The office space will remain a concern for many years to come, as oversupply continues to be a challenge, and repurposing the office space for alternative use has not been an easy exercise.

Other key changes around the office subsector has been work-from-home (WHF) hybrid models. The easing of pandemic restrictions has supported retail mall activity. However, it is expected that the retailers and restaurants will experience marginal pressure and increased volatility in their revenues over the next few quarters as consumers cut on discretionary spending and become more price-conscious due to inflation being at an all-time high at 6.5% since 2017, according to Statistics South Africa.

There is no doubt that the sector reassured investors, funders, regulators, and other key stakeholders that it can be resilient and recover.

Most importantly, the sector also made efforts in correcting governance issues, restoring balance sheet strength, and remaining the most accessible liquid and cost-effective way to own property.
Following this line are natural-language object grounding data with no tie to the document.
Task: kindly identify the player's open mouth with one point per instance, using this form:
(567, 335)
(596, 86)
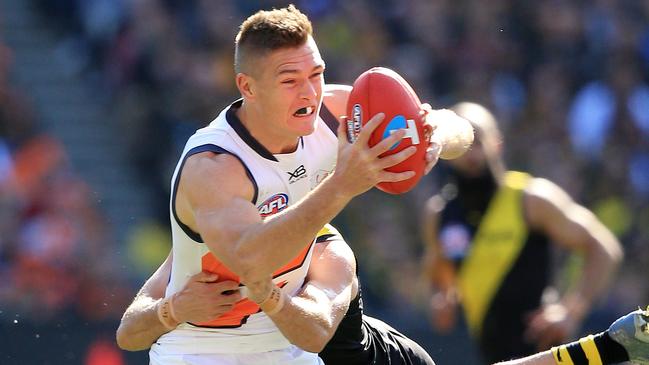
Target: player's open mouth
(304, 112)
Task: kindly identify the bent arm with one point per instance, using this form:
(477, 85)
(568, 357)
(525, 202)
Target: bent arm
(309, 320)
(217, 196)
(201, 299)
(140, 326)
(572, 226)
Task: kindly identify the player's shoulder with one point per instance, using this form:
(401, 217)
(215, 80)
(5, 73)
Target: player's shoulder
(544, 200)
(222, 170)
(543, 190)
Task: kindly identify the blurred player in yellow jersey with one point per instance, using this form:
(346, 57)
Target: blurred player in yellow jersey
(488, 238)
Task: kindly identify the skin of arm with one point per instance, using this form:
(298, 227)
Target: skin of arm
(550, 210)
(309, 319)
(202, 298)
(543, 358)
(437, 270)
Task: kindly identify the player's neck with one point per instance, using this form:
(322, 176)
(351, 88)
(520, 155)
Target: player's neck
(258, 126)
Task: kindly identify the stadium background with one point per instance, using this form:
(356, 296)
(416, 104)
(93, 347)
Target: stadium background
(98, 96)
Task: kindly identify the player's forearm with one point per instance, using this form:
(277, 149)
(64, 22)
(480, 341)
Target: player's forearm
(544, 358)
(140, 326)
(601, 259)
(266, 246)
(307, 320)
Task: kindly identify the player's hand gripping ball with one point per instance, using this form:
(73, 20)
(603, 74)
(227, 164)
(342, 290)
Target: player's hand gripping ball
(381, 90)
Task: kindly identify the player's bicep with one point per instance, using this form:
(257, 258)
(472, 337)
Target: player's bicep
(553, 212)
(217, 194)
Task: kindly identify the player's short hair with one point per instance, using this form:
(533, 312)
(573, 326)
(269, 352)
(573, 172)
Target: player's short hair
(482, 120)
(267, 31)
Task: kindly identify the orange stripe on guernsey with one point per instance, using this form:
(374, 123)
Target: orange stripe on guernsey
(496, 245)
(244, 308)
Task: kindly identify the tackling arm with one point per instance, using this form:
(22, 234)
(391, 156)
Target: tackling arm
(310, 319)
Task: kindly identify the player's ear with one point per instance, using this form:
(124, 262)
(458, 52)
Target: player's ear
(245, 84)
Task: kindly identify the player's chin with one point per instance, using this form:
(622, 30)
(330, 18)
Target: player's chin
(304, 125)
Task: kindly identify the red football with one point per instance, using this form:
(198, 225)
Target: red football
(381, 90)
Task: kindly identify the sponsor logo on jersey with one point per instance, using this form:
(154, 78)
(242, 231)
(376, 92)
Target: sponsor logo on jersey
(400, 122)
(319, 177)
(297, 174)
(273, 205)
(354, 125)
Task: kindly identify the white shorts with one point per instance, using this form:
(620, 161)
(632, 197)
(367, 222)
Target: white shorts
(289, 356)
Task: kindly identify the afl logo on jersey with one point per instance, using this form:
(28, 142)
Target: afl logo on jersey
(274, 204)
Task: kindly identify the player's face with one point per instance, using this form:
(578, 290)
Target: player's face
(291, 86)
(473, 163)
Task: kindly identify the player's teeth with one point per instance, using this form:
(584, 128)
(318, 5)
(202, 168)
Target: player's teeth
(304, 111)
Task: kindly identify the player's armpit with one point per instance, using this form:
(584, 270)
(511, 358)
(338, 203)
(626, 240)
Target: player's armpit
(214, 199)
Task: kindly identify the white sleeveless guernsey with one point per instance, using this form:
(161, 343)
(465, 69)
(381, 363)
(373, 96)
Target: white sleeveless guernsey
(279, 180)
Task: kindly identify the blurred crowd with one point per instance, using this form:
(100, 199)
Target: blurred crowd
(568, 80)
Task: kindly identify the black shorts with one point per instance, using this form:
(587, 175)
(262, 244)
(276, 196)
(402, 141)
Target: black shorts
(381, 345)
(389, 346)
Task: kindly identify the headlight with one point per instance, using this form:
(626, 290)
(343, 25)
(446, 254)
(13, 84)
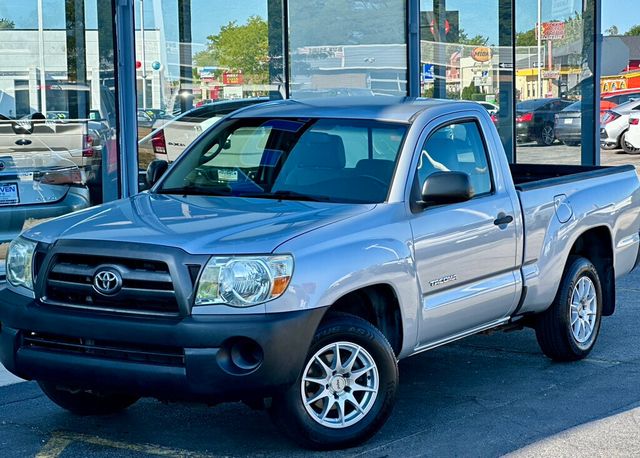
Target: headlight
(19, 262)
(243, 281)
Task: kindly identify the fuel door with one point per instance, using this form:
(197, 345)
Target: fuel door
(564, 212)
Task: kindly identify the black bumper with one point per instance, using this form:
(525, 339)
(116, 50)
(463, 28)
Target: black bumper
(200, 367)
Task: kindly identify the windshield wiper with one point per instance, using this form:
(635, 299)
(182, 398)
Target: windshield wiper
(192, 190)
(287, 195)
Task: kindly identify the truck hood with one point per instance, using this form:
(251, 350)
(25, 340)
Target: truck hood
(197, 224)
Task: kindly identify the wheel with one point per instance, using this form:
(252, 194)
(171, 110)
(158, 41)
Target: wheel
(547, 135)
(568, 330)
(626, 146)
(346, 390)
(85, 402)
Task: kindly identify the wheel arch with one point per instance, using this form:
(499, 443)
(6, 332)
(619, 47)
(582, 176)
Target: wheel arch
(596, 245)
(379, 305)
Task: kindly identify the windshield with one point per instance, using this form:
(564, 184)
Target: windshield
(332, 160)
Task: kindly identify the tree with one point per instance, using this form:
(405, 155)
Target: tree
(634, 31)
(613, 30)
(242, 48)
(7, 24)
The bulk of the SA listed property companies’ balance sheets are in reasonably good shape to buffer headwinds, and, as result, sanity is returning to the investment markets.

From the above, it is noted that some REITs counters remain mispriced and offer excellent value propositions for investors, thus, making the current environment a stock-picking environment, considering the risks outlined above.

Thabo Hlangwani is manager research analyst at Absa Multi Management.